How do you hope to be representing Asian Americans?

#HateIsAVirus: Bryan Pham, Founder of Asian Hustle Network, Tammy Cho, Founder of BetterBrave, and myself, Founder of WEAREUPRISERS, got together to bring this movement to life. Representing Asian Americans is the DNA of our individual companies so it made perfect sense why this is a campaign we wanted to stand behind. We hope that by creating a platform to share experiences and provide educational content for our community, will bring a better tomorrow.

#RacismIsAVirus: We hope to represent our Asian an Asian Americans as Strong, Unapologetic, and ready to stand up to these racist bullies. We want to let folks know we do belong, and you can’t try to make us feel we don’t.

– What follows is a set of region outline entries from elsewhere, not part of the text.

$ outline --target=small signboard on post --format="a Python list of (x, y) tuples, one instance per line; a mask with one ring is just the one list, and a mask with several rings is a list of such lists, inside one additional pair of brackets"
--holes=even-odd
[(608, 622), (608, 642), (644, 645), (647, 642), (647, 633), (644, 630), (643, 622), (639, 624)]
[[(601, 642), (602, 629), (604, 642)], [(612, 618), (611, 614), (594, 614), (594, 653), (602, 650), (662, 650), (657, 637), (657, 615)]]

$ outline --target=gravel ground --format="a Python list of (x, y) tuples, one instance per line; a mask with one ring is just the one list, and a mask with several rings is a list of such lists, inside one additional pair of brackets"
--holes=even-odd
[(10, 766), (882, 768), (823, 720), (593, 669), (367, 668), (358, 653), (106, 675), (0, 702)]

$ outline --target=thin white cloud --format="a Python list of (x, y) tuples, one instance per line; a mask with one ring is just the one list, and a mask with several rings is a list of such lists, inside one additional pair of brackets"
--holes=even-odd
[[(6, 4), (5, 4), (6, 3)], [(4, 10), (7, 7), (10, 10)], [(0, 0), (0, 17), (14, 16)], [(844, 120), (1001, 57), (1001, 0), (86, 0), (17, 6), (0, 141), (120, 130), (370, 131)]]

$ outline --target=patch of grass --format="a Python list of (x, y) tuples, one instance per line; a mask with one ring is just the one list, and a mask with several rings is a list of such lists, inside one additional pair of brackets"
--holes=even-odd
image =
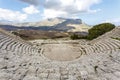
[(115, 37), (111, 37), (112, 39), (116, 39), (116, 40), (119, 40), (120, 41), (120, 38), (115, 38)]

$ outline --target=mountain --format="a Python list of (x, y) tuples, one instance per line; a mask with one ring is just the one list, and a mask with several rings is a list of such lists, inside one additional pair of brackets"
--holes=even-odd
[(44, 31), (66, 31), (66, 32), (87, 32), (90, 28), (81, 19), (50, 18), (40, 22), (15, 23), (0, 25), (7, 30), (44, 30)]

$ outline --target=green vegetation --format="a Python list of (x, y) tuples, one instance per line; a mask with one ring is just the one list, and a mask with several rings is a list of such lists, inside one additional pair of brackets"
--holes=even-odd
[(89, 29), (89, 35), (87, 39), (92, 40), (94, 38), (97, 38), (100, 35), (103, 35), (104, 33), (109, 32), (114, 28), (115, 28), (115, 25), (111, 23), (102, 23), (102, 24), (95, 25), (93, 26), (93, 28)]
[(70, 36), (71, 39), (88, 39), (92, 40), (95, 39), (101, 35), (103, 35), (106, 32), (111, 31), (112, 29), (115, 28), (114, 24), (111, 23), (102, 23), (93, 26), (91, 29), (88, 30), (89, 34), (87, 36), (79, 36), (79, 35), (72, 35)]
[(72, 35), (70, 36), (70, 38), (71, 38), (72, 40), (76, 40), (76, 39), (86, 39), (86, 36), (82, 36), (82, 35), (78, 35), (78, 34), (72, 34)]
[(111, 37), (112, 39), (116, 39), (116, 40), (119, 40), (120, 41), (120, 38), (114, 38), (114, 37)]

#IAmNotAVirus: Our blog aims to share stories from the Asian American diaspora which we don’t often hear about–mental health, the refugee experience, families with disabilities, and more. Loan-Anh, our blog editor, just recently finished our first piece about a mother, Jennifer, who runs her own business and her adult son, Colin, who is living with Autism. I am very excited to share such a powerful story. We have a Khmer American farmer, a soon to be mother, and a Blasian artist living in China that will be profiled. Our podcast aims to connect our audience with Asian and Asian Americans that didn’t follow the conventional path. It will be less about the Asian American experience but rather how you were able to establish yourself in your field where there may be less representation. It’s powerful for us to allow our young viewers to see a pioneer that may mirror them. Our first few guests will include an ABC Nightline Producer, a rapper, a broadway actress, and television producer. We have programming lined up too for Asian, Asian Americans, and non-Asian members of our community including Mental Health, Gender and Sexual Violence within the APIA community, and navigating professional spaces. We are hoping to bring Asian American curriculum and representation to pre-k to gr 12 as well. 

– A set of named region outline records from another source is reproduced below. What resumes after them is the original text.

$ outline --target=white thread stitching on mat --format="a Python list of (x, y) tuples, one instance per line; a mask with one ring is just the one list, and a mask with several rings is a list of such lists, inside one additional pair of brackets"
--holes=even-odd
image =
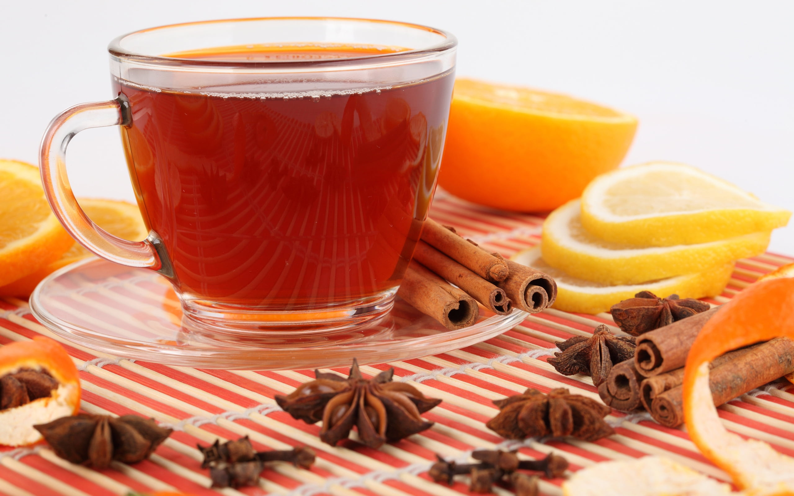
[(77, 367), (77, 370), (88, 370), (89, 365), (94, 365), (95, 367), (98, 367), (99, 368), (102, 368), (106, 365), (118, 365), (122, 360), (127, 360), (132, 363), (135, 363), (135, 360), (132, 358), (94, 358), (88, 360), (87, 362), (83, 362), (83, 365)]
[(539, 225), (534, 227), (517, 227), (515, 229), (511, 229), (510, 231), (503, 231), (501, 233), (491, 233), (481, 236), (468, 236), (468, 238), (472, 240), (477, 244), (480, 244), (482, 243), (490, 243), (491, 241), (509, 240), (511, 238), (516, 237), (518, 236), (522, 236), (525, 237), (540, 236), (541, 231), (542, 231), (542, 227)]
[(653, 417), (651, 417), (650, 413), (648, 412), (637, 412), (636, 413), (629, 413), (628, 415), (624, 415), (623, 417), (618, 417), (614, 419), (606, 421), (606, 422), (612, 427), (620, 427), (623, 422), (637, 424), (643, 421), (653, 421)]
[(560, 348), (553, 348), (549, 349), (542, 349), (542, 350), (530, 350), (529, 352), (525, 352), (518, 356), (510, 356), (508, 355), (500, 355), (499, 356), (495, 356), (484, 363), (464, 363), (457, 368), (453, 368), (448, 367), (445, 368), (438, 368), (434, 371), (430, 371), (428, 372), (420, 372), (419, 374), (414, 374), (413, 375), (406, 375), (405, 377), (399, 378), (402, 382), (406, 381), (414, 381), (414, 383), (423, 383), (430, 379), (436, 379), (439, 375), (445, 375), (446, 377), (452, 377), (457, 374), (464, 374), (467, 369), (473, 369), (475, 371), (479, 371), (484, 368), (493, 368), (493, 363), (498, 362), (499, 363), (512, 363), (513, 362), (520, 362), (522, 359), (524, 358), (532, 358), (538, 360), (542, 356), (550, 356), (554, 354), (555, 352), (559, 352)]
[(761, 396), (761, 394), (770, 394), (769, 391), (771, 391), (772, 390), (774, 390), (774, 389), (777, 389), (777, 390), (783, 389), (784, 387), (787, 386), (788, 384), (790, 384), (790, 383), (788, 383), (788, 381), (785, 382), (785, 383), (778, 383), (778, 382), (769, 383), (769, 384), (764, 386), (763, 389), (756, 388), (756, 389), (753, 390), (752, 391), (750, 391), (749, 393), (747, 393), (747, 395), (748, 396), (754, 396), (754, 397), (755, 397), (755, 396)]
[(13, 310), (5, 310), (3, 312), (0, 312), (0, 318), (4, 318), (7, 320), (9, 315), (25, 317), (25, 315), (29, 315), (29, 313), (30, 313), (30, 309), (23, 308), (21, 306)]
[(225, 412), (222, 412), (213, 415), (212, 417), (202, 417), (197, 415), (195, 417), (191, 417), (184, 420), (179, 421), (175, 424), (169, 424), (168, 422), (160, 422), (160, 425), (164, 427), (170, 427), (175, 431), (184, 431), (185, 425), (193, 425), (195, 427), (201, 427), (206, 424), (218, 424), (218, 421), (220, 419), (225, 419), (231, 421), (237, 420), (246, 420), (250, 417), (251, 413), (260, 413), (260, 415), (270, 415), (273, 412), (280, 412), (281, 407), (278, 405), (273, 405), (272, 403), (262, 403), (261, 405), (257, 405), (256, 406), (252, 406), (242, 412), (237, 410), (227, 410)]
[(38, 452), (44, 448), (44, 447), (42, 445), (36, 446), (35, 448), (17, 448), (17, 449), (12, 449), (10, 452), (0, 453), (0, 458), (8, 457), (18, 460), (29, 455), (37, 455)]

#WashTheHate: We’re taking our issues and concerns outside of our community and bringing them into the public square, where they should be. 

How can people help?

#HateIsAVirus: Through a collaborative effort among founders of UPRISERS, BETTER BRAVE, Asian Hustle Network and influencers, our goal is to raise over $1M through donations, social media campaign, tee sales, and educational content to support small Asian-owned businesses across the nation who are currently struggling to keep afloat. Please support by visiting https://linktr.ee/hateisavirus_

#RacismIsAVirus: We are doing a big push for AAPI Heritage month. Post to your social media with the hashtag #RacismIsAVIRus in May and show the world we don’t stand for xenophobia. All Americans deserve peace and dignity.  You can also buy a T-shirt with all proceeds benefiting Asian Americans Advancing Justice, a non-profit doing incredible work for Asian Americans right now.